İki yıl önce aşağı yukarı bu zamanlar, buralarda kendimce tanıttığım İngiliz black metal grubu Deitus’un yeni albüm kritiğinden herkese merhaba. Sitedeki ikinci Deitus ve ikinci “Via Dolorosa” albümünü ele alıyor olmaktan kıvanç duyduğumu ifade eder, ivedilikle kritiğe doğru geçiş yapmak isterim.
“Acta Non Verba” albümüyle black metalin hırçın çocuğu olacakken duvara toslayan, kimi noktalarda şarkı kompozisyonlarının kimi noktalarda prodüksiyonun azizliğine uğrayan önceki albüm, Deitus için umut vadeder nitelikteydi. Herhangi bir sürprizle karşılaşmamış olmaktan mutluyum, Deitus, “Via Dolorosa” ile bu defa kendi çıtasını hayli yukarı taşımış çünkü.

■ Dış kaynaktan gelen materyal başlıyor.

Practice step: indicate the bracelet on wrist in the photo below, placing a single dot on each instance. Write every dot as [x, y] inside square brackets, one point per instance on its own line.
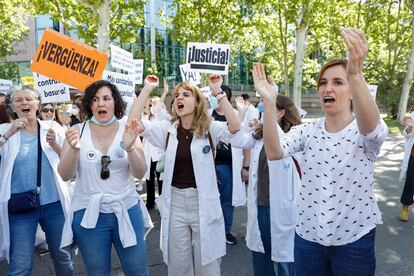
[3, 139]
[220, 96]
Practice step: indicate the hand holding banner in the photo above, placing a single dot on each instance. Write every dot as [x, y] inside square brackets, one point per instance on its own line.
[188, 75]
[66, 60]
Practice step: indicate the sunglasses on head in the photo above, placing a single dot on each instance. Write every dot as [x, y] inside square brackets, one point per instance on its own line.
[46, 110]
[105, 161]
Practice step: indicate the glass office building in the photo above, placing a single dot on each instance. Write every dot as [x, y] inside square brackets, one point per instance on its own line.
[169, 54]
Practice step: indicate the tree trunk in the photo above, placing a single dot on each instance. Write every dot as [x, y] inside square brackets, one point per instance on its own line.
[408, 81]
[300, 55]
[103, 25]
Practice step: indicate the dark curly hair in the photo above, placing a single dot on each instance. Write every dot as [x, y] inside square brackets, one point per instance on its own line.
[90, 93]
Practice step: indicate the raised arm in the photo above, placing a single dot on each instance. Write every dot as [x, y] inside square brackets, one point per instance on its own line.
[164, 92]
[134, 149]
[366, 110]
[268, 93]
[233, 122]
[137, 107]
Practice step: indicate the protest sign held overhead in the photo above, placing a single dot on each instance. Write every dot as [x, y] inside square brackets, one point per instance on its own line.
[122, 59]
[50, 90]
[28, 80]
[66, 60]
[138, 70]
[188, 75]
[208, 57]
[124, 82]
[5, 85]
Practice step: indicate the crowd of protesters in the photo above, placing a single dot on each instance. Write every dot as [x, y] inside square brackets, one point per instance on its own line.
[311, 209]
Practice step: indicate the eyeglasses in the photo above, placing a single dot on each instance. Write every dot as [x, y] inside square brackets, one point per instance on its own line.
[105, 161]
[46, 110]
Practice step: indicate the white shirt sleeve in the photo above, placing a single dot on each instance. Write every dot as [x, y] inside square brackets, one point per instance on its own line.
[373, 141]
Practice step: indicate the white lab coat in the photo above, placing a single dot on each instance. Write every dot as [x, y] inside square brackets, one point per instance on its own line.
[284, 184]
[239, 196]
[8, 154]
[212, 234]
[239, 188]
[407, 150]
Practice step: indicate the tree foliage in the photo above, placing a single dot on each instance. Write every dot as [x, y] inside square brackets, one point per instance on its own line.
[87, 16]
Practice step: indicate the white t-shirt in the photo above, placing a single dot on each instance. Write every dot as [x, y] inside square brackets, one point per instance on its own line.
[336, 204]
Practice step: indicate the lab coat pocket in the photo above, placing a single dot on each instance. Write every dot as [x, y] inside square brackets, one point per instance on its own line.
[213, 212]
[159, 203]
[288, 214]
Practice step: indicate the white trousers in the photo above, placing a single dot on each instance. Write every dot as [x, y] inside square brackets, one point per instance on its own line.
[184, 249]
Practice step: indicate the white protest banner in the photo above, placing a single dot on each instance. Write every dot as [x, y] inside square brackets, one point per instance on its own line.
[125, 84]
[122, 59]
[5, 85]
[188, 75]
[208, 57]
[373, 90]
[138, 70]
[50, 90]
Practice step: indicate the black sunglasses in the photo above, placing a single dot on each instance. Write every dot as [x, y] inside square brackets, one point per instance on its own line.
[45, 110]
[105, 161]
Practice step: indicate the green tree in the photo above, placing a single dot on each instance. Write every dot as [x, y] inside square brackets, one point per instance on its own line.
[97, 22]
[408, 80]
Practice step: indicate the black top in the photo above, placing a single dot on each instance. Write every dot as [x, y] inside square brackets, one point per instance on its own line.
[183, 175]
[223, 150]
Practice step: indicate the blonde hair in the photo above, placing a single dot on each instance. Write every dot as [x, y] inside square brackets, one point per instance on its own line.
[202, 119]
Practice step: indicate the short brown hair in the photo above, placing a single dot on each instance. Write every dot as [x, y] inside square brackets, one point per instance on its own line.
[329, 64]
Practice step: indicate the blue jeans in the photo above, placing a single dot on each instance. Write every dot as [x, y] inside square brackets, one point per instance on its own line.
[95, 244]
[356, 258]
[22, 239]
[225, 185]
[262, 262]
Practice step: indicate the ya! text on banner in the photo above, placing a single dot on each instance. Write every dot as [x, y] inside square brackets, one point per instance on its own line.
[188, 75]
[66, 60]
[208, 57]
[50, 90]
[122, 59]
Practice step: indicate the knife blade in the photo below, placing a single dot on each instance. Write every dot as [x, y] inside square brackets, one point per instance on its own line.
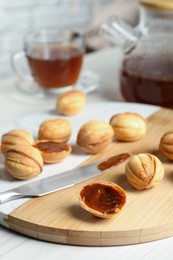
[61, 180]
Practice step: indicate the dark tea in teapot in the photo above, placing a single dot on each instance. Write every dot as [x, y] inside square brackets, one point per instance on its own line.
[148, 79]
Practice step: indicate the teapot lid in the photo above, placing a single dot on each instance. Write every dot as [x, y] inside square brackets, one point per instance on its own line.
[158, 4]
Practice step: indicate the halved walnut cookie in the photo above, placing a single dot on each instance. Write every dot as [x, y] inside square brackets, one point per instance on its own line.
[103, 199]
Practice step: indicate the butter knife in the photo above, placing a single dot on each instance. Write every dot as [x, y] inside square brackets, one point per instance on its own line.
[62, 180]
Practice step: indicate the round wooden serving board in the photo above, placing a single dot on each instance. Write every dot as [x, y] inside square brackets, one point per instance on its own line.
[147, 215]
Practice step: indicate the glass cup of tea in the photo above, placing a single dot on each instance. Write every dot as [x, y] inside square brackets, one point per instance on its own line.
[55, 58]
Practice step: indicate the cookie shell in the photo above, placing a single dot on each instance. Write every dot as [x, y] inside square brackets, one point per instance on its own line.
[16, 136]
[52, 151]
[57, 129]
[94, 136]
[23, 161]
[143, 171]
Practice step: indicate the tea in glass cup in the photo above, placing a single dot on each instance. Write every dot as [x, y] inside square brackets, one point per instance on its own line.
[54, 56]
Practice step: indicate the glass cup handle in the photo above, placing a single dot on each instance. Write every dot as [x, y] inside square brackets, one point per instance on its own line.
[18, 66]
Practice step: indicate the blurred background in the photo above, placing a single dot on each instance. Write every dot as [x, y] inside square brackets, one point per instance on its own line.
[19, 16]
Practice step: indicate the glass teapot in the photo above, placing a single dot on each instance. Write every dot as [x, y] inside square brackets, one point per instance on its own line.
[147, 69]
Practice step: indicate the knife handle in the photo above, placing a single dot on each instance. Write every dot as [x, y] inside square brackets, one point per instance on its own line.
[8, 196]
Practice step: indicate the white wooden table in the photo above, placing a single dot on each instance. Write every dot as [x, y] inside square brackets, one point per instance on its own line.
[16, 246]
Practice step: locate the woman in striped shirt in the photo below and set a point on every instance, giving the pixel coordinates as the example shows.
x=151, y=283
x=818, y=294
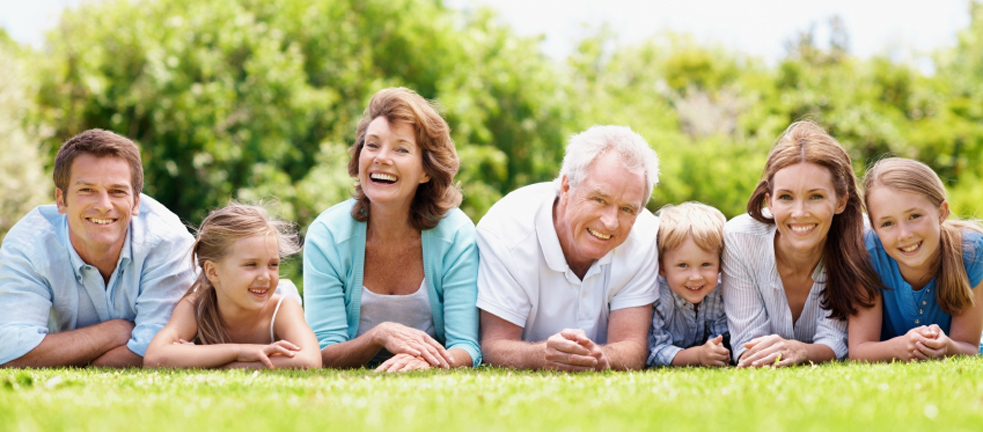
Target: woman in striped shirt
x=791, y=264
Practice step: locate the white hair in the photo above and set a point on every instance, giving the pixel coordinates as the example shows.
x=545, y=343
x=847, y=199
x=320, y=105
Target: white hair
x=586, y=147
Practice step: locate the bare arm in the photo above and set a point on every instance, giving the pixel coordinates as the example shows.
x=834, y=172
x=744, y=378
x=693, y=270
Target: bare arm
x=965, y=325
x=627, y=345
x=167, y=349
x=119, y=357
x=396, y=338
x=80, y=347
x=290, y=326
x=865, y=337
x=569, y=350
x=502, y=345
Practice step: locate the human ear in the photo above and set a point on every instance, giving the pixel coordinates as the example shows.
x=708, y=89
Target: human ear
x=211, y=272
x=841, y=204
x=60, y=201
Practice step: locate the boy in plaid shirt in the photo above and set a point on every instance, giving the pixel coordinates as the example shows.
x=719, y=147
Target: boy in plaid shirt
x=689, y=326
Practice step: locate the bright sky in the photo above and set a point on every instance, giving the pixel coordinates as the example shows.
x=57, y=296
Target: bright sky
x=900, y=28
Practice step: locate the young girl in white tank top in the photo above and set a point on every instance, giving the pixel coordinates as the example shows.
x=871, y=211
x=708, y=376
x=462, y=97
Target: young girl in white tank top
x=231, y=316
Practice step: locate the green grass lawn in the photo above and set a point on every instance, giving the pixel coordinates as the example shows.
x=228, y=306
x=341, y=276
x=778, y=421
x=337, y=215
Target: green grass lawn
x=939, y=395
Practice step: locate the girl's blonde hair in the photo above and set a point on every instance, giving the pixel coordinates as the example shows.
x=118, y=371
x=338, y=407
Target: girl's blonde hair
x=218, y=232
x=952, y=283
x=703, y=223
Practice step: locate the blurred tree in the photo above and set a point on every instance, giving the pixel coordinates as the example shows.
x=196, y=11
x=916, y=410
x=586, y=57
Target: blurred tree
x=23, y=183
x=261, y=98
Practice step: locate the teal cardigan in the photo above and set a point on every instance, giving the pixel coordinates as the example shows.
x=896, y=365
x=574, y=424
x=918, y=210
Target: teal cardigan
x=334, y=259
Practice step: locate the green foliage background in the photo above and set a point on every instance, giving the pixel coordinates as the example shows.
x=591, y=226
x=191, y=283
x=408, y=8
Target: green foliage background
x=258, y=99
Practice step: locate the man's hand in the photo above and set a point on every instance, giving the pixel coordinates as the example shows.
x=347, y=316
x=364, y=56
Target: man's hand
x=571, y=350
x=713, y=353
x=403, y=363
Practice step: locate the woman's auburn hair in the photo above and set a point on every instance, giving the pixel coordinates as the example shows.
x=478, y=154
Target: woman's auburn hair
x=953, y=292
x=434, y=198
x=851, y=281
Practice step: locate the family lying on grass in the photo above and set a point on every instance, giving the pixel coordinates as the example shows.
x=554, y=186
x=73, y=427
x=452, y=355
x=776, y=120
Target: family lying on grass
x=573, y=274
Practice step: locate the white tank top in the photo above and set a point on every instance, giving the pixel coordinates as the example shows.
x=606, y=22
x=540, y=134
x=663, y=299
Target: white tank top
x=411, y=310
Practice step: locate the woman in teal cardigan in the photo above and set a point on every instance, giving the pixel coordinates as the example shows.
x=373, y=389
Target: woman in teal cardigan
x=390, y=277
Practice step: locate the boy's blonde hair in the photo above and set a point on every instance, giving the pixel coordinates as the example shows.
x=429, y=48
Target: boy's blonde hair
x=703, y=223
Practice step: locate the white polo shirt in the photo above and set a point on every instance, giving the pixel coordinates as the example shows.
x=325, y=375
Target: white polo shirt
x=524, y=278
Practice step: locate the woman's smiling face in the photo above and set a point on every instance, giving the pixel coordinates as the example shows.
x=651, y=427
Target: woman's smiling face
x=803, y=202
x=390, y=165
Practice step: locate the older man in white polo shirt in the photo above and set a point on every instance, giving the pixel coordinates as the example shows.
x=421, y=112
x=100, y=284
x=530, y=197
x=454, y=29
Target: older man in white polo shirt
x=568, y=269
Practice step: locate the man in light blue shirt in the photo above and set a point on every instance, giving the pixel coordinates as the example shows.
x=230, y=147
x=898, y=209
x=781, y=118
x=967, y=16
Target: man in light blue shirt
x=90, y=280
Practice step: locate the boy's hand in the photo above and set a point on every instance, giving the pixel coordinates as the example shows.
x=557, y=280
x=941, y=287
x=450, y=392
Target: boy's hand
x=713, y=353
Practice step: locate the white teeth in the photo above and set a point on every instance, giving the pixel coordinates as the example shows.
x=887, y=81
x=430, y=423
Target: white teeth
x=597, y=234
x=382, y=176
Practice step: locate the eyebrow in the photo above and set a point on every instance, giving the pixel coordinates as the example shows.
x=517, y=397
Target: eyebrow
x=604, y=195
x=808, y=191
x=398, y=139
x=83, y=182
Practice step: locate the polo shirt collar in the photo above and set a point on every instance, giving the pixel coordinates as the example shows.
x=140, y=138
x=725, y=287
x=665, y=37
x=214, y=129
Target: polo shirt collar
x=550, y=242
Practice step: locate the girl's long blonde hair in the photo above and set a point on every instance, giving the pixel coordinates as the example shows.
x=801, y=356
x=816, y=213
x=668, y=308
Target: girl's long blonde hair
x=218, y=232
x=952, y=283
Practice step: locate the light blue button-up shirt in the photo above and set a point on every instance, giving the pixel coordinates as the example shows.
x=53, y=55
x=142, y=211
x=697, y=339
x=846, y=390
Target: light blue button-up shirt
x=677, y=325
x=45, y=286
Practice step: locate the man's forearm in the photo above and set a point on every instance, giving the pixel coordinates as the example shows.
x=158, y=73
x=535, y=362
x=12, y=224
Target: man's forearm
x=514, y=354
x=625, y=355
x=77, y=347
x=119, y=357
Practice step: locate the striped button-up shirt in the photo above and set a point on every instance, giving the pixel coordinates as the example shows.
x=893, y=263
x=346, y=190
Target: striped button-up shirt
x=677, y=324
x=754, y=297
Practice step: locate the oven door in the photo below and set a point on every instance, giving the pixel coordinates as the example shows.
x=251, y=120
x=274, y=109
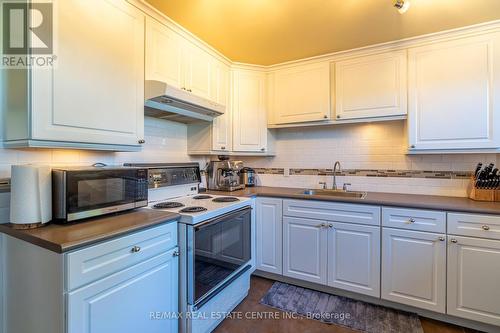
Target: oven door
x=221, y=252
x=96, y=192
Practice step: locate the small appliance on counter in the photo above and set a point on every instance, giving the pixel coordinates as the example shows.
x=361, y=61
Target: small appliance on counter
x=84, y=192
x=31, y=196
x=224, y=175
x=247, y=177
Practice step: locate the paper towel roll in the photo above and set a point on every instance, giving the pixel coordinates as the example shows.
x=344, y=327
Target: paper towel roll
x=31, y=194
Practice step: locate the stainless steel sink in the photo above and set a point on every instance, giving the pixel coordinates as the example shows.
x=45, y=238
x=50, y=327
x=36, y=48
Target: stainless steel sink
x=336, y=193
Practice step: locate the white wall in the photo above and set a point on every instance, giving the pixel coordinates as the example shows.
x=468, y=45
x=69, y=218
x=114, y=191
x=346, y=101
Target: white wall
x=378, y=146
x=165, y=142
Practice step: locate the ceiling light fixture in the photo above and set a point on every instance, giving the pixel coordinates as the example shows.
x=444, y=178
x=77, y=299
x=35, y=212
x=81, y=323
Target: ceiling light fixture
x=402, y=5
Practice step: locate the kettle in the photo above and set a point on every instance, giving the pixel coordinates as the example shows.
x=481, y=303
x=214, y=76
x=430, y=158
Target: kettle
x=247, y=177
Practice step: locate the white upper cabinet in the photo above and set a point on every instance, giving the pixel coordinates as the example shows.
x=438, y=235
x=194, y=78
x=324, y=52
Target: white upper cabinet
x=198, y=68
x=95, y=94
x=453, y=94
x=222, y=125
x=300, y=94
x=249, y=111
x=371, y=86
x=177, y=61
x=163, y=54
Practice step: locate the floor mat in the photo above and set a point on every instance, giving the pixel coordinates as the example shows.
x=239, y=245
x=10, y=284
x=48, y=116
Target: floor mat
x=338, y=310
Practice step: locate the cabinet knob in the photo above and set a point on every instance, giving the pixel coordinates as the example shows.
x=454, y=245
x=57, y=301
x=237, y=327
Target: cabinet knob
x=410, y=221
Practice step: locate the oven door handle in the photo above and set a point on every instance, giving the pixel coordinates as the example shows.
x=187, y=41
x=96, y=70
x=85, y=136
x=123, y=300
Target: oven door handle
x=231, y=215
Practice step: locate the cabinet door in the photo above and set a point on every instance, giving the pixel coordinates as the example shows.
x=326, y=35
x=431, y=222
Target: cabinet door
x=305, y=249
x=414, y=268
x=354, y=258
x=473, y=275
x=163, y=54
x=198, y=67
x=301, y=94
x=371, y=86
x=249, y=112
x=452, y=89
x=124, y=302
x=222, y=125
x=269, y=227
x=95, y=93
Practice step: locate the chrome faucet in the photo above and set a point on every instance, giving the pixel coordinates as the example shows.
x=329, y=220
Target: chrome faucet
x=334, y=186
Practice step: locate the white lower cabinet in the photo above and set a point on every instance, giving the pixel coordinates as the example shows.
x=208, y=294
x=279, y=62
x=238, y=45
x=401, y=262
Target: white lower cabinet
x=304, y=249
x=269, y=233
x=125, y=302
x=414, y=268
x=473, y=279
x=354, y=258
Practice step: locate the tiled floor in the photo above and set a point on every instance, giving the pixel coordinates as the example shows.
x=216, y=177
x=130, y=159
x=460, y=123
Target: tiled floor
x=260, y=286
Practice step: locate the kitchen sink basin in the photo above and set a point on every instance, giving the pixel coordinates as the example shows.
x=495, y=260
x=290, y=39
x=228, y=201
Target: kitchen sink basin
x=336, y=193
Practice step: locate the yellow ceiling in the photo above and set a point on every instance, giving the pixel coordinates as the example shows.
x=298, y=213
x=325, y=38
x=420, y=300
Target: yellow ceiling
x=267, y=32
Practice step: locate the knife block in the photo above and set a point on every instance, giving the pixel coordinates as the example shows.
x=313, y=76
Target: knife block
x=480, y=194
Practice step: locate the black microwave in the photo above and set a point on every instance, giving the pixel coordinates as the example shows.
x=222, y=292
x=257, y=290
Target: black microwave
x=80, y=193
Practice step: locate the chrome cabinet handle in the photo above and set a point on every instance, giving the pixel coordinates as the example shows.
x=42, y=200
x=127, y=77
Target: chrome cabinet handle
x=410, y=221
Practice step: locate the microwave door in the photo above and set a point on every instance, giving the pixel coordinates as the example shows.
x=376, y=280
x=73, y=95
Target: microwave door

Shriek’ten ziyade growl’a yaklaşan vokal tipini benimseyen, müzikal açıdan yine ustalara saygı duruşu yapan, her şarkısında o kadar olmasa da albümün genelini değerlendirdiğinizde aklınıza kalacak değil, aklınıza kazınacak fikirler ve riflerle dolu olan “Via Dolorosa” grubun önceki albümden topladığı geri bildirimlerin ekmeğini yiyor. Daha albümün açılışıyla işleri ne kadar sıkı tuttuklarını “Hallowed Terror” ile gösteren ekip, bir buçuk dakikanın ardından köpek gibi kazıyan davullarla, ana avrat giden gitarlarla, yanında yakınında olsak saçtığı tükürükten her 15 saniyede bir-bir paket Selpak kağıt mendil tüketeceğimiz vokallerle isteseler ne kadar Marduk’laşabileceklerini göstermişler. Bu şarkıya özellikle değinmek istedim, şahsen, 2018’de dinlediğim en iyi black metal kompozisyonlarından biri bu eser, bir bakın derim.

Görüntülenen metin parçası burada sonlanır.